ITEM 5. | MARKET FOR REGISTRANTS COMMON EQUITY AND RELATED STOCKHOLDER MATTERS |
Market Prices; Record Holders and Dividends
On May 11, 2001, our stock was delisted from the Nasdaq National Market for failure to satisfy the minimum bid price requirement for continued listing set forth in Marketplace Rule 4450 (a) or (b) and commenced trading on the OTC Bulletin Board (OTCBB). The OTCBB is a regulated quotation service that displays real-time quotes, last-sale prices, and volume information in over-the-counter (OTC) securities. An OTC security is not listed or traded on Nasdaq or a national securities exchange, and Nasdaq has no business relationship with the issuers quoted in the OTCBB. Issuers of all securities quoted on the OTCBB are subject to periodic filing requirements with the Securities and Exchange Commission or other regulatory authority. OTCBB requirements include, among other things, a broker-dealer acting as a market maker willing to enter a quote for the securities and requires us to remain current in our periodic filings under the Securities Exchange Act of 1934, as amended. Even with OTCBB eligibility and trading, delisting adversely affects the ability or willingness of investors to purchase our common stock, which, in turn, severely affects the market liquidity of our securities.
Effective June 25, 2003, our stock was delisted from the OTCBB for failure to comply with NASD Rule 6530, as a result of our failure to timely file our Form 10-Q for the period ended March 31, 2003. Effective June 25, 2003, our stock became eligible for trading on the National Quotation Bureaus Pink Sheets, under the symbol ASDS. Because trading of our common stock was conducted solely in the Pink Sheets, there was a reduction in the liquidity and trading volume of our common stock. After applying for reinstatement, we were reinstated on September 18, 2003 to the OTCBB. We are currently dually quoted on the OTCBB and on the Pink sheets. See Other Risks in Managements Discussion and Analysis of Financial Condition and Results of Operations discussed below.

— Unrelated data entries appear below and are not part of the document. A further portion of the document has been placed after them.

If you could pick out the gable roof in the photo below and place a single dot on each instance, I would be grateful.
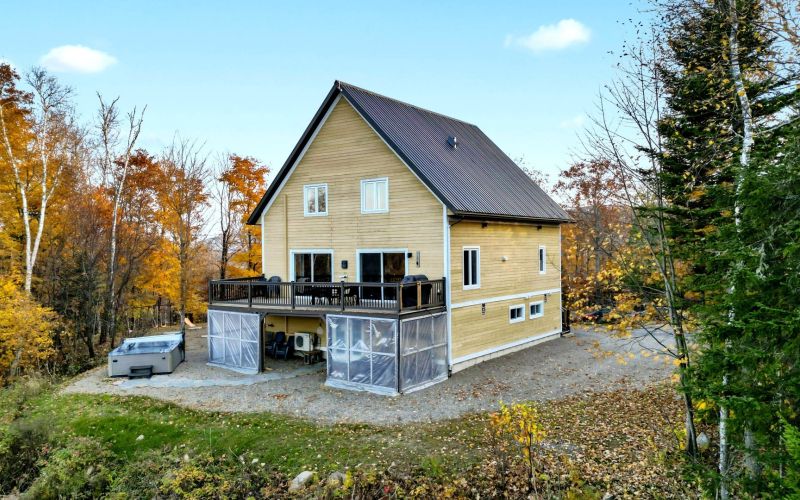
(474, 179)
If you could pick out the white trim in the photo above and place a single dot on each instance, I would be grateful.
(302, 154)
(540, 303)
(377, 211)
(315, 187)
(381, 251)
(522, 315)
(294, 251)
(448, 285)
(476, 285)
(510, 345)
(501, 298)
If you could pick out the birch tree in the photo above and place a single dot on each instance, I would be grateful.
(52, 146)
(115, 160)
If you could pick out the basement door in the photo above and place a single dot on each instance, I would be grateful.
(234, 340)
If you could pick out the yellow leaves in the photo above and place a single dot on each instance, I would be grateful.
(25, 331)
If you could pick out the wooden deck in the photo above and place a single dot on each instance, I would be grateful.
(327, 297)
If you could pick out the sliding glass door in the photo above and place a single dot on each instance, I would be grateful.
(381, 267)
(313, 267)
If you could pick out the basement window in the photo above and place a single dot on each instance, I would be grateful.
(472, 268)
(516, 313)
(537, 309)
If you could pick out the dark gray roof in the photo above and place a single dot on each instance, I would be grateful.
(474, 179)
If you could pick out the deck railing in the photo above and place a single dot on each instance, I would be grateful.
(332, 296)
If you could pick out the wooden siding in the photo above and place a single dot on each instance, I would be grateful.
(345, 151)
(519, 274)
(473, 331)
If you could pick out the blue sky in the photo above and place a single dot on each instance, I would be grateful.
(247, 77)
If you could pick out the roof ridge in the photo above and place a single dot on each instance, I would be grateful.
(404, 103)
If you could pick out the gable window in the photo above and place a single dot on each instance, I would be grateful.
(537, 309)
(315, 198)
(375, 196)
(542, 259)
(516, 313)
(472, 268)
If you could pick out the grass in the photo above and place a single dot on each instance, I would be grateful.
(289, 444)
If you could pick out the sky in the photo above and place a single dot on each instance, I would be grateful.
(247, 77)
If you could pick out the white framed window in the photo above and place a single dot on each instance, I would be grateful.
(536, 309)
(516, 313)
(315, 199)
(375, 196)
(472, 268)
(542, 259)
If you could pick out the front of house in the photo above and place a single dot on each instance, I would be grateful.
(405, 241)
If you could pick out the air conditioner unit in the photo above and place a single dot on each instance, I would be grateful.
(304, 341)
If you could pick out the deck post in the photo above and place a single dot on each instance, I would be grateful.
(399, 296)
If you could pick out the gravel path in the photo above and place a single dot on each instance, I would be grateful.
(552, 370)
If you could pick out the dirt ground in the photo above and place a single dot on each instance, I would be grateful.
(587, 362)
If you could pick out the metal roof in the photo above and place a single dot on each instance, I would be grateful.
(473, 179)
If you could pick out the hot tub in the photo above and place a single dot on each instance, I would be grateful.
(161, 353)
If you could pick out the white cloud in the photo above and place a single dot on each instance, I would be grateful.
(77, 59)
(574, 122)
(558, 36)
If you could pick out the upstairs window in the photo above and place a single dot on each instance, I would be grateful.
(542, 260)
(374, 196)
(472, 268)
(316, 199)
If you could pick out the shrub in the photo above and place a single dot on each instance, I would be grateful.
(21, 448)
(82, 469)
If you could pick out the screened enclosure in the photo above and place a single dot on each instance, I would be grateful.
(384, 355)
(423, 351)
(234, 340)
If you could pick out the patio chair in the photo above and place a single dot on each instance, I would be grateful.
(283, 348)
(273, 341)
(273, 291)
(410, 290)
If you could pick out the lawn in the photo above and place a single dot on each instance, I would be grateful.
(618, 441)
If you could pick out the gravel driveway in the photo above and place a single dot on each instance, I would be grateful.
(552, 370)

Following is a summary of our stocks quarterly market price ranges for the two most recent fiscal years. The price quotations noted herein represent prices between dealers, without retail mark-ups, mark-downs or commissions and may not represent actual transactions.
High |
Low | |||
Fiscal year 2002: |
||||
First quarter* |
0.37 | 0.14 | ||
Second quarter* |
0.71 | 0.17 | ||
Third quarter* |
0.44 | 0.15 | ||
Fourth quarter* |
0.51 | 0.22 | ||
Fiscal year 2003: |
||||
First quarter* |
0.45 | 0.32 | ||
Second quarter* |
0.42 | 0.26 | ||
Third quarter* |
0.51 | 0.23 | ||
Fourth quarter* |
0.45 | 0.22 |
* | These quotations represent high and low bid prices for our stock as reported by the OTCBB and Pink Sheets following the delisting of our stock on May 11, 2001. |
On March 26, 2004, the last reported sale price of our common stock on the OTCBB was $1.50 per share.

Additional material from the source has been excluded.